The lawsuits for revocation of the corporate resolution are one of the most common corporate disputes and also a common means for minority shareholders to protect their own rights and interests. The Companies Law and its judicial interpretations provide for the relevant matters of such lawsuits in detail, but this article suggests that you should seek the advice of the professional lawyer before filing the lawsuit to avoid being at a disadvantage position because of complexity of corporate structure.

 


[References to legal provisions]

[1] Notice of the Supreme People’s Court on Printing and Distributing the Provisions on Cause of Action for Civil Cases (2020), which sets out “XXI. Disputes related to companies”.

[2] Civil Judgment (2021) Jing 0105 Min chu No. 49856 of the People’s Court of Chaoyang District, Beijing.

[3] Article 2 of Judicial Interpretation (IV) of the Companies Law, which provides that: “The plaintiff who requests revocation of a resolution of the shareholders’ meeting, the shareholder’s general meeting or the board of directors of a company in accordance with Article 85 of the Civil Code or Article 22.2 of the Companies Law shall have the status of shareholder when filing the lawsuit”.

[4] Article 249.1 of the Interpretation of the Civil Procedure Law, which provides that: “If the civil rights and obligations in dispute are transferred during the litigation, the legal standing and litigation status of the parties involved will not be affected. Any legally effective judgment and ruling rendered by the people’s court shall have binding effect on transferees”.

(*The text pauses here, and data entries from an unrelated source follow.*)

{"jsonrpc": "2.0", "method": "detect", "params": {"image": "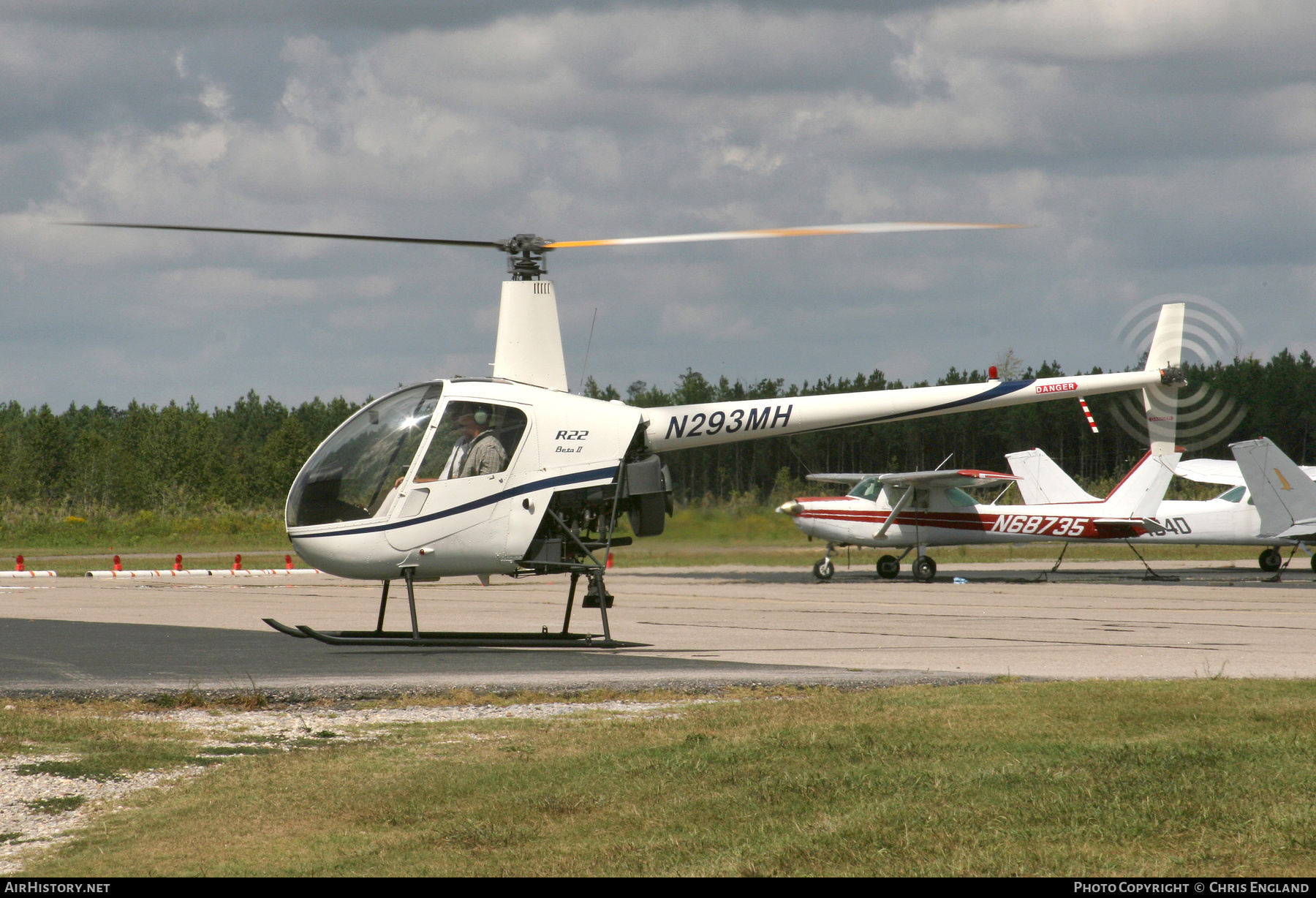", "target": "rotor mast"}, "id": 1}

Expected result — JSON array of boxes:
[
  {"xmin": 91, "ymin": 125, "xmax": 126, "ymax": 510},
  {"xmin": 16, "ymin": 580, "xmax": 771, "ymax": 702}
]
[{"xmin": 497, "ymin": 235, "xmax": 549, "ymax": 281}]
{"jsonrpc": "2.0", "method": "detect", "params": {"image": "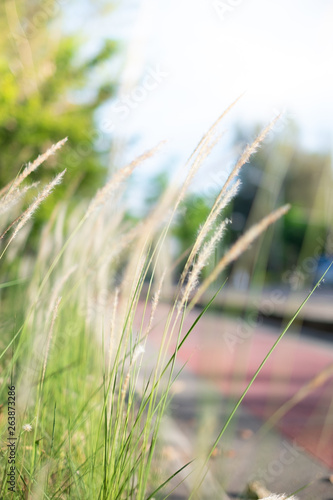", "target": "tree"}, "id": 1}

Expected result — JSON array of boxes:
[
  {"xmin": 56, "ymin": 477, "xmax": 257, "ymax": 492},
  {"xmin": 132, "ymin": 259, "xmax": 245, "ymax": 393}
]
[{"xmin": 0, "ymin": 0, "xmax": 116, "ymax": 229}]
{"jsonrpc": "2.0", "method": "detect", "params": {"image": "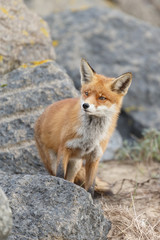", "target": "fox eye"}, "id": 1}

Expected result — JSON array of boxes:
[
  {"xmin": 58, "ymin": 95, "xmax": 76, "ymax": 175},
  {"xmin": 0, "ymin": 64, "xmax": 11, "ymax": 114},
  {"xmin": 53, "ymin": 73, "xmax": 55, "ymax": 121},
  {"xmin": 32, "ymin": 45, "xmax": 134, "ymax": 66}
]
[{"xmin": 99, "ymin": 96, "xmax": 106, "ymax": 100}]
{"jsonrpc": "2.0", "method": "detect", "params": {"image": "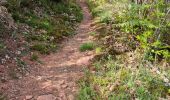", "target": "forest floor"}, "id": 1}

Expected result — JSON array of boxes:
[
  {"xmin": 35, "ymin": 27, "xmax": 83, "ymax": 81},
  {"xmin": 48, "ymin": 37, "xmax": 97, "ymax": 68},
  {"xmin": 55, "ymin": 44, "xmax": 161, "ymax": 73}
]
[{"xmin": 1, "ymin": 0, "xmax": 94, "ymax": 100}]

[5] Article 3.1 of the Interpretation (IV) of the Companies Law, which provides that: “If the plaintiff requests confirmation of a resolution of the shareholders’ meeting, the shareholders’ general meeting or the board of directors of a company to have never been formed or be void or requests revocation of the same, the company shall be named as the defendant. Any other party with a vested interest in the resolution may be named as a third party in accordance with the law”.

[6] Article 22.2 of the Companies Law, which provides that: “If the procedures for convening the shareholders’ meeting, the shareholders’ general meeting or the board of directors, or the voting formulas are against laws, administrative regulations or the articles of association of a company, or the content of the resolution adopted is against the company’s articles of association, the shareholders may, within 60 days from the date the resolution is adopted, request the people’s court to revoke the resolution”.

[7] Article 22.4 of the Companies Law, which provides that: “If a company has changed the registration particulars in accordance with the resolution adopted by the shareholders’ meeting, the shareholder s’ general meeting or the board of directors, then after the people’s court declares the resolution invalid or revokes it, the company shall apply for withdrawal of changes in registration particulars”.